Après avoir trouvé dans l'actualité le prétexte à un bref échange, Lavoie vérifie son flair en s'informant simplement du lieu d'origine. Immanquablement, il reçoit la réponse attendue : s'il ne vient pas du Lac-Saint-Jean, son interlocuteur demeurait à Chicoutimi ou à Jonquière et le père travaillait à l'Alcan. La conversation devient subitement plus animée et les deux inconnus se quittent après quelques minutes comme de vieux amis.
Conférencier recherché
Devenu « motivologue », le Métallo en congé sans solde de l'aluminerie almatoise en rencontre partout des Bleuets. D'abord dans ses tournées pour le Grand Défi annuel du 1000 kilomètres à vélo de La Baie jusqu'au Stade olympique après avoir bifurqué vers Québec et poursuivi des tracés en région aux caractéristiques bien particulières. Mais aussi chez les entreprises et les organisations diverses qui sollicitent sa participation à différents événements. C'est d'ailleurs en répondant à ces invitations qu'il retire l'essentiel de ses revenus. L'Ironman est un conférencier recherché. Et ses entretiens sont aussi riches qu'un cours universitaire donné par un éminent pédagogue.

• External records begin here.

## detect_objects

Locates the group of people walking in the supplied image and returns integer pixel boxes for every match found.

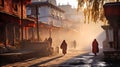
[60,39,99,56]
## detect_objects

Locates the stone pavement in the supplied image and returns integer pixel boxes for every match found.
[1,49,120,67]
[51,50,120,67]
[1,49,88,67]
[55,51,104,67]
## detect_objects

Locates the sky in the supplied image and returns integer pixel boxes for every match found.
[56,0,78,8]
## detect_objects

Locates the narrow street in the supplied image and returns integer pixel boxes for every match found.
[56,51,105,67]
[1,49,120,67]
[1,49,88,67]
[0,0,120,67]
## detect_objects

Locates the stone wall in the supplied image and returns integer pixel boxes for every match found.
[20,40,53,56]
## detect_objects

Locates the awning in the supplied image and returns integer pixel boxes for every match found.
[22,18,36,27]
[39,22,61,30]
[39,22,50,29]
[0,11,20,24]
[12,0,31,4]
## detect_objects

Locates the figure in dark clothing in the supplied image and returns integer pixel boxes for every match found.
[60,40,67,55]
[48,37,52,46]
[73,40,76,49]
[92,39,99,56]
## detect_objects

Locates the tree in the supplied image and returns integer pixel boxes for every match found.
[77,0,119,24]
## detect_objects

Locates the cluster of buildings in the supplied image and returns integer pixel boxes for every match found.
[0,0,81,54]
[1,0,119,60]
[0,0,36,53]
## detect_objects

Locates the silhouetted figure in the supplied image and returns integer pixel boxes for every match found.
[48,37,52,46]
[73,40,76,49]
[60,40,67,55]
[44,38,48,42]
[92,39,99,56]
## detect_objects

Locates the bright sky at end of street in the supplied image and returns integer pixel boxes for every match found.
[56,0,78,8]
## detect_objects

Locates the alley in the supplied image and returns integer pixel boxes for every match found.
[1,49,88,67]
[1,49,120,67]
[1,0,120,67]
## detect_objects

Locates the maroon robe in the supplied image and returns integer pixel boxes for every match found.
[92,39,99,54]
[60,40,67,55]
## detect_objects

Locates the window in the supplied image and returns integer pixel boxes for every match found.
[12,0,18,11]
[26,7,31,15]
[12,3,18,11]
[0,0,4,7]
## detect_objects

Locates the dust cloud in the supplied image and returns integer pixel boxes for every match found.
[50,21,106,52]
[38,11,106,52]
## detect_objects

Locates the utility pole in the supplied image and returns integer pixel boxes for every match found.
[20,0,24,41]
[36,5,40,41]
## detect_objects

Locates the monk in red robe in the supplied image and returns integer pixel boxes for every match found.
[60,40,67,55]
[92,39,99,56]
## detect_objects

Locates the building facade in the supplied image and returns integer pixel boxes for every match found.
[32,0,57,6]
[0,0,35,53]
[27,1,64,41]
[58,4,83,30]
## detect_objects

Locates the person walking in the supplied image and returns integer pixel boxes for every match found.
[60,40,67,55]
[48,37,52,47]
[92,39,99,56]
[73,40,77,49]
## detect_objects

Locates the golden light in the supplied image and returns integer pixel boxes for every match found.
[83,2,87,10]
[77,21,106,50]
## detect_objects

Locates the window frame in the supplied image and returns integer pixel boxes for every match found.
[12,0,18,12]
[0,0,4,7]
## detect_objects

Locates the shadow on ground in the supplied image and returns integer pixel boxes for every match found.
[29,55,63,67]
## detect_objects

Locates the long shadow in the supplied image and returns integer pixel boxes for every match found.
[57,51,120,67]
[58,52,93,65]
[54,50,104,66]
[29,55,63,67]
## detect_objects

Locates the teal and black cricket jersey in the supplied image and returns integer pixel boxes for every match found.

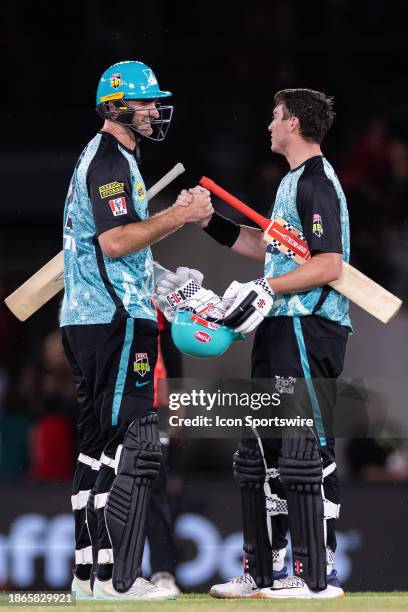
[264,155,351,329]
[60,131,156,326]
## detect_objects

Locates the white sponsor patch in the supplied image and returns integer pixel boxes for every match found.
[109,197,127,217]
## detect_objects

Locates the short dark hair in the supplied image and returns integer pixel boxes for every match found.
[274,88,335,144]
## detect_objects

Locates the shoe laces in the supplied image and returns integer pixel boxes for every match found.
[275,576,306,588]
[230,574,256,585]
[128,577,157,594]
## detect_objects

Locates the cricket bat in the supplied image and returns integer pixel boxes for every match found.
[5,163,186,321]
[199,176,402,324]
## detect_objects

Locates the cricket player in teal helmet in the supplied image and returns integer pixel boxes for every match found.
[60,60,212,601]
[96,60,173,141]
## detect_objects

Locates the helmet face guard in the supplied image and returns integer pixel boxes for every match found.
[96,60,173,141]
[96,98,173,141]
[171,309,244,359]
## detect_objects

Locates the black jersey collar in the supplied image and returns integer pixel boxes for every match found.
[290,155,324,173]
[99,130,136,155]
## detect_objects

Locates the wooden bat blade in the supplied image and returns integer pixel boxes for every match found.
[262,218,402,323]
[5,252,64,321]
[202,176,403,324]
[330,263,403,324]
[5,162,186,321]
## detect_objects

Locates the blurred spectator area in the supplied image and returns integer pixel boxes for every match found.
[0,328,77,481]
[1,1,408,481]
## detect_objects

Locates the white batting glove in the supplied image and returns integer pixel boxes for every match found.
[153,262,173,287]
[222,278,274,333]
[155,265,204,295]
[156,266,224,322]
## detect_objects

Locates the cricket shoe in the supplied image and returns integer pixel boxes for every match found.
[259,570,344,600]
[150,572,181,597]
[71,574,93,599]
[93,576,178,600]
[210,567,288,599]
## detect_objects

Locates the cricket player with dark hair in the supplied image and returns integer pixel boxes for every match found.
[60,60,213,600]
[157,88,350,599]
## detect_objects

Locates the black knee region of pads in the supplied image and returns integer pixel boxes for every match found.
[233,438,272,588]
[279,433,327,591]
[72,461,99,580]
[105,413,162,593]
[86,488,98,567]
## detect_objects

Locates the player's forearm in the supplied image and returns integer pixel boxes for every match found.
[100,208,184,257]
[231,225,267,261]
[266,253,342,294]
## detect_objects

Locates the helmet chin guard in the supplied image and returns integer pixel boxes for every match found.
[171,309,245,359]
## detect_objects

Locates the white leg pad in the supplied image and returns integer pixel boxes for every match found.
[75,546,93,565]
[78,453,101,471]
[323,462,337,479]
[324,499,341,520]
[98,548,114,564]
[100,445,123,473]
[94,492,109,510]
[71,489,91,511]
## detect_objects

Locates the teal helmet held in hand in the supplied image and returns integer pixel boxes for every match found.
[171,310,245,359]
[96,60,173,141]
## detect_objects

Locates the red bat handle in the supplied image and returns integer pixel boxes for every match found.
[199,176,270,231]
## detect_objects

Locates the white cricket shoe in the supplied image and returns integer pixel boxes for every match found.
[210,573,260,599]
[93,576,178,600]
[260,571,344,600]
[150,572,181,597]
[71,575,93,599]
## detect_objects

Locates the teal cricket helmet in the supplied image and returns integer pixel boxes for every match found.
[171,309,245,359]
[96,60,173,141]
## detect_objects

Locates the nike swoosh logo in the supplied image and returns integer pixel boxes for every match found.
[135,380,151,388]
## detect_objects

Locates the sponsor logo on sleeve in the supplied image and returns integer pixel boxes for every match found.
[134,353,151,377]
[99,181,125,198]
[109,197,127,216]
[135,181,146,201]
[312,213,324,238]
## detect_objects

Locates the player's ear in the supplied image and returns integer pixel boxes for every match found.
[108,101,119,118]
[289,116,300,133]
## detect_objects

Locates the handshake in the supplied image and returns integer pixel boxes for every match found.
[172,185,213,227]
[154,264,274,334]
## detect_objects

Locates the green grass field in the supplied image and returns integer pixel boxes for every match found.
[1,593,408,612]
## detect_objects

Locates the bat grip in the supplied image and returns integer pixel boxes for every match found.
[199,176,270,231]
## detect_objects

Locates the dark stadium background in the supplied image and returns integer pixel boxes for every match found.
[0,1,407,592]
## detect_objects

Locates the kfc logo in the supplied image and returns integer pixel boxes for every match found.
[109,197,127,217]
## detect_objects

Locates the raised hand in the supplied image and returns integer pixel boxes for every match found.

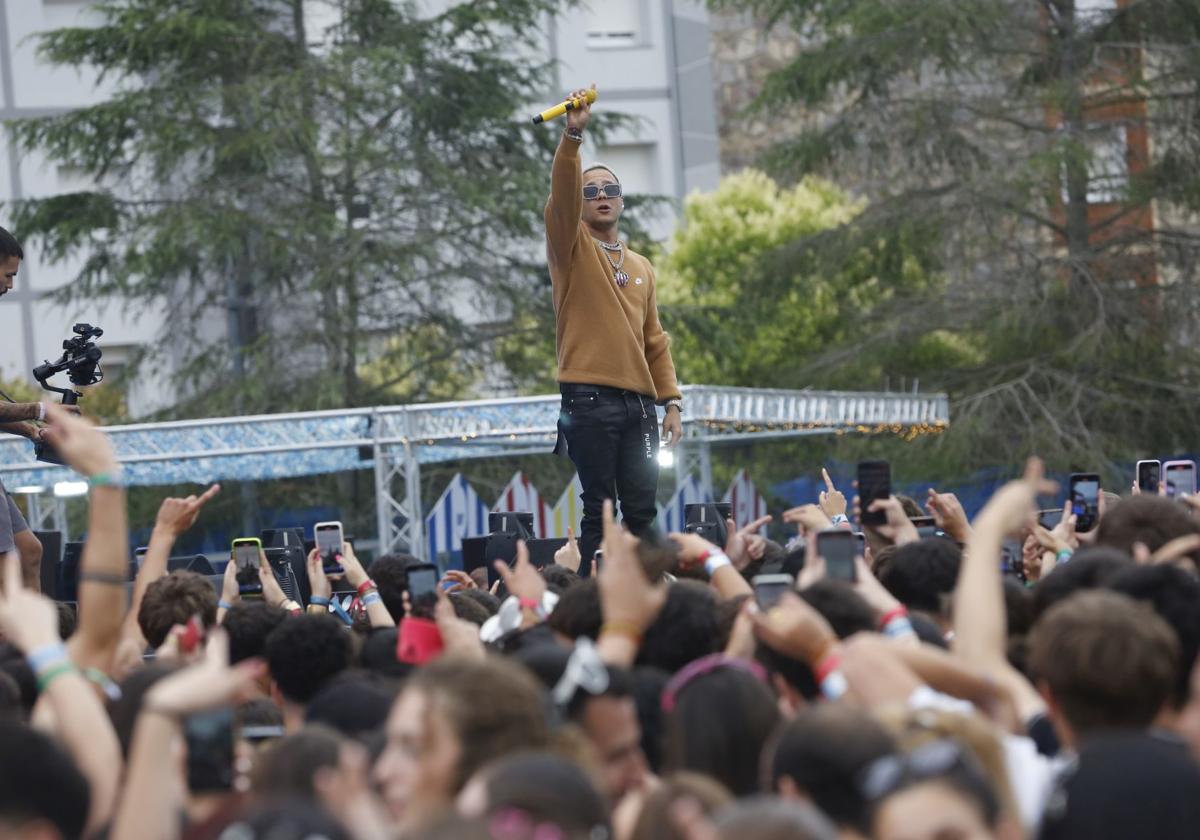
[566,83,596,133]
[154,484,221,538]
[306,548,333,602]
[866,496,921,545]
[42,401,119,478]
[724,515,773,571]
[782,504,832,537]
[554,526,582,573]
[0,552,60,652]
[818,468,847,518]
[143,630,266,718]
[493,541,547,604]
[925,489,970,542]
[745,592,837,668]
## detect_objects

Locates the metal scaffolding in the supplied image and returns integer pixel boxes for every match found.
[0,385,948,557]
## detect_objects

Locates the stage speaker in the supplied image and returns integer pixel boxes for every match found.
[167,554,216,575]
[34,530,63,597]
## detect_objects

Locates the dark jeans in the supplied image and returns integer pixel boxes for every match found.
[556,383,660,575]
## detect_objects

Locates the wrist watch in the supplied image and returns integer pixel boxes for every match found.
[665,399,683,414]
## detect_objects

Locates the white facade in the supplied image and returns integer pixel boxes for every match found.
[0,0,719,412]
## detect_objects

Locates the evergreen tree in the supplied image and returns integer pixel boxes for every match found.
[710,0,1200,472]
[9,0,571,416]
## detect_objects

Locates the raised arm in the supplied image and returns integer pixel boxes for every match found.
[0,553,123,833]
[39,403,129,675]
[122,485,221,649]
[112,631,265,840]
[954,458,1049,721]
[544,86,592,267]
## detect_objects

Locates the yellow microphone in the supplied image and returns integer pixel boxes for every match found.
[531,89,598,125]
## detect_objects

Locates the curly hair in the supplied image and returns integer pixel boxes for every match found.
[138,570,218,648]
[264,614,353,704]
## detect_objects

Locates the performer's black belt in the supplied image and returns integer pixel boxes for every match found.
[559,382,655,400]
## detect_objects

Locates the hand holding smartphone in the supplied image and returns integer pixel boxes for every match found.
[1163,460,1196,499]
[1067,473,1100,533]
[231,538,263,597]
[857,460,891,527]
[314,521,345,575]
[816,529,857,582]
[752,574,795,610]
[1136,460,1161,494]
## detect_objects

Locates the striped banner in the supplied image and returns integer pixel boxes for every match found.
[550,474,583,537]
[493,471,553,538]
[662,474,710,534]
[723,469,768,534]
[424,473,489,565]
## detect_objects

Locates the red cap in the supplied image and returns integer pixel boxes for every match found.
[396,617,445,665]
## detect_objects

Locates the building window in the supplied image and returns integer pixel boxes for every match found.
[591,143,657,197]
[586,0,643,49]
[1060,123,1129,205]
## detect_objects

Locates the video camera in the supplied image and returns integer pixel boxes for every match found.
[32,323,104,464]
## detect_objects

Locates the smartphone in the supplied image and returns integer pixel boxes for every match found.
[857,460,891,527]
[184,707,235,792]
[816,529,857,582]
[407,563,439,601]
[1136,460,1161,494]
[853,532,866,558]
[1067,473,1101,533]
[909,515,941,539]
[1163,460,1196,498]
[314,521,345,575]
[232,538,263,597]
[752,573,795,610]
[593,549,603,573]
[1037,508,1063,529]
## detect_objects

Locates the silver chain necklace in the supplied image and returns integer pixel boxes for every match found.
[594,238,629,287]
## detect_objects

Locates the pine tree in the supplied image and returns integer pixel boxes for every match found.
[10,0,571,415]
[710,0,1200,471]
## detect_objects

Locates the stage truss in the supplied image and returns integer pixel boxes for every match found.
[0,385,948,559]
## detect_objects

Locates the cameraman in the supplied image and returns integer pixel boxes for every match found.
[0,225,49,588]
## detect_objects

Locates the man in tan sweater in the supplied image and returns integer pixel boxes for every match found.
[547,85,682,568]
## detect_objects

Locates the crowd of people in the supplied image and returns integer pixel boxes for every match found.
[2,404,1200,840]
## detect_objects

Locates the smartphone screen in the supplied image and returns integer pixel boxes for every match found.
[1137,460,1161,494]
[1165,462,1196,498]
[752,574,795,610]
[857,460,891,527]
[315,522,344,575]
[1068,474,1100,533]
[817,530,857,582]
[233,541,262,596]
[407,565,438,600]
[185,707,234,792]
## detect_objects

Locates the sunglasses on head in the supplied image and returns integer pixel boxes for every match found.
[583,183,622,200]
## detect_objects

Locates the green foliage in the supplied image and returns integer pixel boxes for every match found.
[657,170,952,389]
[8,0,587,418]
[708,0,1200,470]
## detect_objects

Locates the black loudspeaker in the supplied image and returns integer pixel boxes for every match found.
[58,541,85,602]
[34,530,63,597]
[261,529,309,605]
[167,554,216,575]
[488,512,534,540]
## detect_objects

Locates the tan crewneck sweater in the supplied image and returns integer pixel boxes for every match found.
[544,136,681,402]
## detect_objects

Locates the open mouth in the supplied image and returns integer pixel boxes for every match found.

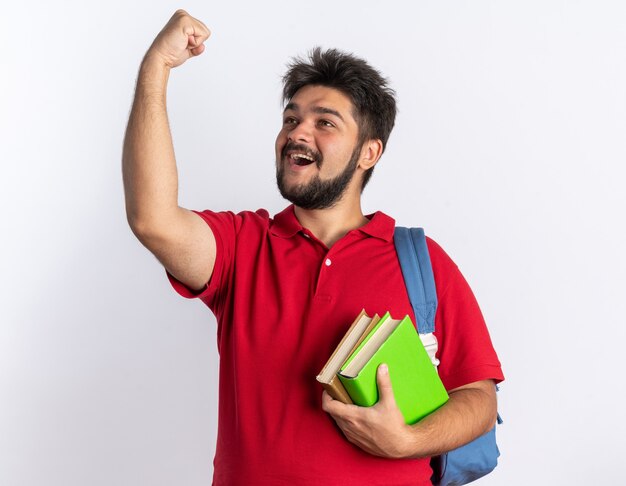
[290,153,316,166]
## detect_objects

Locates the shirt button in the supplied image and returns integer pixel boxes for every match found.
[325,258,332,266]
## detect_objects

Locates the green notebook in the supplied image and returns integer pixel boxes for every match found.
[338,313,449,424]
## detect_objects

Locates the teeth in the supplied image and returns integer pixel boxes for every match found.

« Quand une PME m'invite à rencontrer ses employés pour les motiver, me racontait-il dans une longue entrevue dont le résumé paraît dans la dernière édition du magazine AL13, je m'aperçois que deux ou trois de leurs hauts dirigeants viennent du SaguenayLac-Saint-Jean. »
Les noms de Jacynthe Côté et de Richard Garneau, les grands patrons de Rio Tinto Alcan et de Résolu, surgissent spontanément à l'esprit. Mais la mémoire nous en suggère rapidement une longue liste qui comprend notamment Charles Sirois, le banquier, le maire Régis Labeaume, Serge Godin, le cofondateur de CGI, Alain Bouchard, propriétaire du réseau Couche-Tard, et évidemment l'ancien premier ministre Lucien Bouchard.
Chez nous, contrairement à la perception projetée dans les cercles de pouvoir de la métropole et de Québec, l'esprit entrepreneurial demeure bien vivant. Outre les deux Bouchard, Pierre, STAS, ainsi qu'André, de Bétons préfabriqués du Lac, et l'incontournable Félix Gauthier, de Devinci, la liste des fondateurs ou dirigeants de PME innovatrices et dynamiques est longue et de nouveaux noms s'y ajoutent constamment malgré les obstacles multiples.
Tout comme les Beaucerons, soutient Pierre Lavoie, les Bleuets ont hérité d'une puissante disposition à l'initiative d'ancêtres venus de Charlevoix s'établir dans un territoire bourré de richesses naturelles détenues par des intérêts étrangers et fermé à la colonisation. Ils ont trimé dur. L'entraide et la persévérance ont permis à une minorité d'environ 25 % de s'établir. C'est elle la Fabuleuse histoire d'un Royaume écrite par le regretté Ghislain Bouchard et que la troupe de Louis Wauthier revivra pour une 25e année, en juillet et août prochains, sur la scène du Théâtre du Palais municipal de La Baie.
Le mystérieux carcan...
Les familles qui s'enracineront après 1838, raconte Pierre Lavoie « sont les plus baveuses, les plus tenaces. Il se trouve dans chacune d'elles des gens fonceurs, des entrepreneurs d'une détermination à toute épreuve. Chaque jour, ils affrontent de nouvelles difficultés qu'ils parviennent toujours à surmonter ». Ce caractère particulier, il est visible partout. « Génétiquement, le Bleuet se démarque », mais il ne déploie plus chez lui ses qualités exceptionnelles, déplore Pierre Lavoie. Il se cantonne plutôt dans une zone de confort depuis l'établissement de la grande entreprise. Quand l'instabilité surgit comme depuis la mutation industrielle et la mondialisation des marchés, le Bleuet quitte sa région pour retrouver ailleurs le terrain propice à la mise en valeur profitable des qualités dominantes inscrites dans ses gènes. Pourquoi ? « Un carcan l'empêche de s'exprimer... ici ». Il retrouve la parole et ses moyens dès qu'il franchit le Parc des Laurentides.